3Dプリンターがつくる近未来<2040年の新世界>

「2040年の新世界ー3Dプリンタの衝撃」(リプソン/カーマン:東洋経済)を紹介します。

 

山口県産業技術センターでは、「やまぐち3Dものづくり研究会」を組織しています。樹脂3Dプリンターに加えて、金属3Dプリンター・3Dスキャナーなど装備して研究をスタートしています。 

 

さて、2013年にアメリカで出版された本書の日本語版が昨年末に発売されています。

 

日本では2040年問題として、高齢化(3人に一人が高齢者)とか、労働人口の減少、地方自治体の消滅などネガティブなイメージが定着していますが、本書を読めば気持ちが変わると思います。

 

 

2040年の一日・・

目覚めるとキッチンから焼きたてのパンの香りが漂ってくる。3Dフードプリンターがわたしの健康状態に合わせて栄養素を配合したパンを、有名パン職人のレシピでプリントし終えたところだ。

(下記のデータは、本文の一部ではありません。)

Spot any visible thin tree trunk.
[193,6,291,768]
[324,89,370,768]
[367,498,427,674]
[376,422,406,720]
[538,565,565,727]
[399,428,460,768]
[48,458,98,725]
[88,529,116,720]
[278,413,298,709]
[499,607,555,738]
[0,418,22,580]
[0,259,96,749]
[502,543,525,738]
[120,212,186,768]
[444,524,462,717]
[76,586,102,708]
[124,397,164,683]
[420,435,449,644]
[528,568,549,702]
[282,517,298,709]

会社に向かう途中で、建築用クレーンが基礎の上で巨大なノズルを動かしているのを観た。壁は有機的なパターンの柔らかい曲線を描く複雑な形状。豪華な邸宅がプリントされているところだ。

会社では保存しているクライアントの身体デザインファイルから、高精度の交換用臓器をバイオプリンタで製造している。最近は闇業者から安いが粗悪な臓器が流通していて社会問題になっている。

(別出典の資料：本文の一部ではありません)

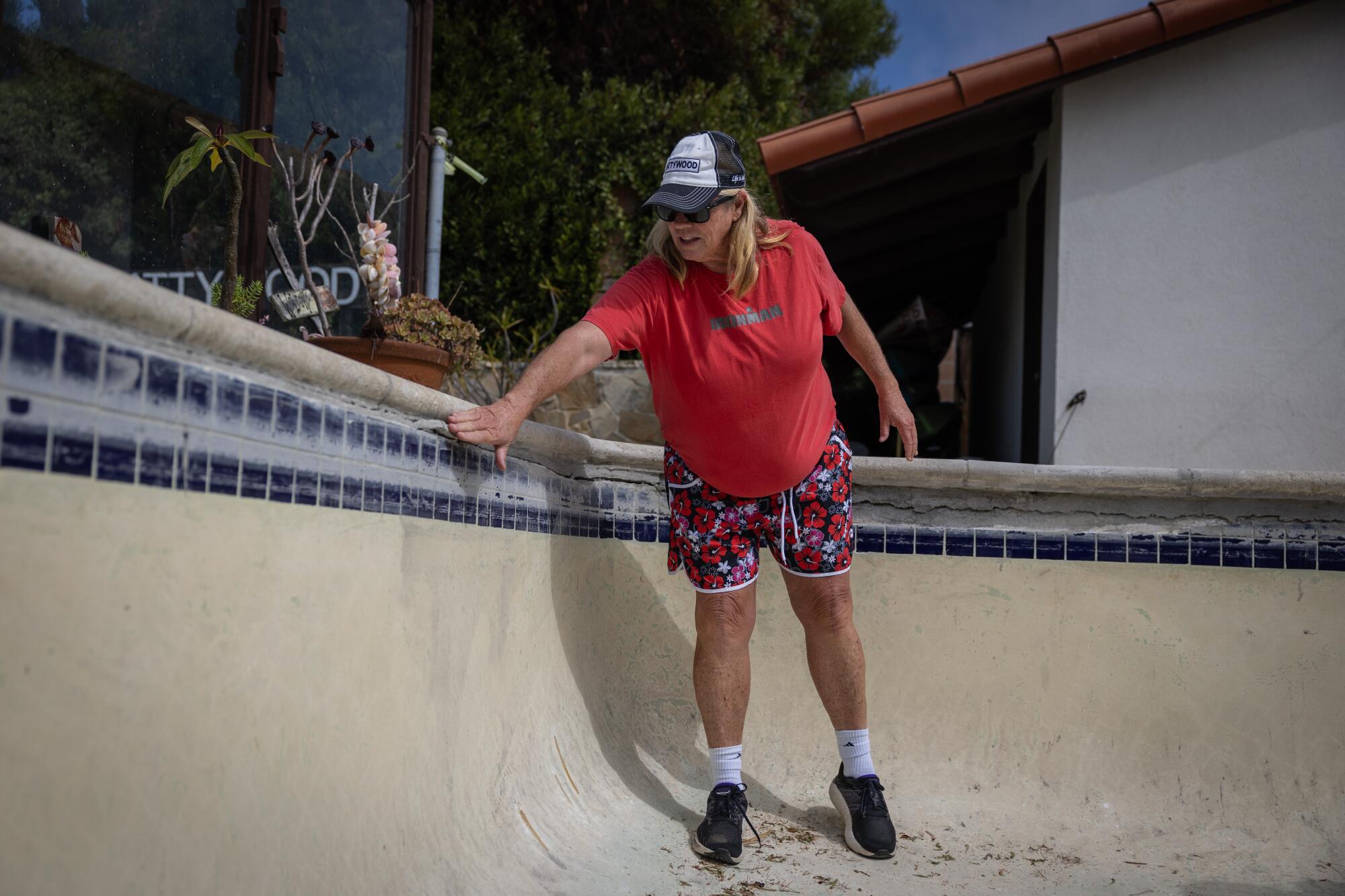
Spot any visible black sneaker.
[831,763,897,858]
[691,784,761,865]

夜寝る前に小さな息子に新しい歯ブラシが必要だと気付いた、3Dスキャナーで息子の口の形状をスキャンしてピッタリの歯ブラシを家庭用3Dプリンターでプリントする。時間は約15分だ。息子に「私が小さいころは歯ブラシはどれも一緒で、インターネットで注文して家に届くのに24時間もかかったのよ。」と言うと、息子が「へぇ~、その頃は生きるのは大変だったんだね。」と応えた。

 

本書は コーネル大学工学部准教授のホッド・リプソン博士の話を、テクノロジーライターのメルバ・カーマンが書き起こしたものです。技術的な内容ですが、とても読みやすくなっています。

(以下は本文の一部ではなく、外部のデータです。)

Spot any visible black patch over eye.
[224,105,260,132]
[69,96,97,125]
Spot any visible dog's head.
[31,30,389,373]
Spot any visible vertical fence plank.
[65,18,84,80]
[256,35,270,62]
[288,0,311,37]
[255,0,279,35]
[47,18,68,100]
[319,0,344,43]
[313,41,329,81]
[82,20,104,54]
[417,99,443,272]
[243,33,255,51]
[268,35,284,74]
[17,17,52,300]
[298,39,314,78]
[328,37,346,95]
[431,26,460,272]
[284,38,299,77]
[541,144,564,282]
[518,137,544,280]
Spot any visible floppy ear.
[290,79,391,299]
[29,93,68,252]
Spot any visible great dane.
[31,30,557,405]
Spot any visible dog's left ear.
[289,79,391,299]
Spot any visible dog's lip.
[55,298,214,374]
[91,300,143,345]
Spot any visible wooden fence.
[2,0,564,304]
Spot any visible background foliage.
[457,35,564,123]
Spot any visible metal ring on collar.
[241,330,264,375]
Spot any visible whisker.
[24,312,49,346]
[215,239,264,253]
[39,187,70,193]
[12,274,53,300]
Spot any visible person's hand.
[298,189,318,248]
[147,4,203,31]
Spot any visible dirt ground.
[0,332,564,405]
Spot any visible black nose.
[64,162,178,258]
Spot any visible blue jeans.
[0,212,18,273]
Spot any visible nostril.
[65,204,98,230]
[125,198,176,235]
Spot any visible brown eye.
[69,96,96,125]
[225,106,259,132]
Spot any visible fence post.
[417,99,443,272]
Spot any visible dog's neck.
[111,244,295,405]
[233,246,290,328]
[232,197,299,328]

3Dプリンティングが、革新的なテクノロジーであり、生活のありとあらゆる分野で大きな変革を起こすことを示唆していますので、一読をお奨めします。

 

最後に、2011年のアメリカの3Dプリンティングの経済規模は17億ドル(約2000億円)ですが、メーカの半数近くが従業員10名以下の中小企業だそうです。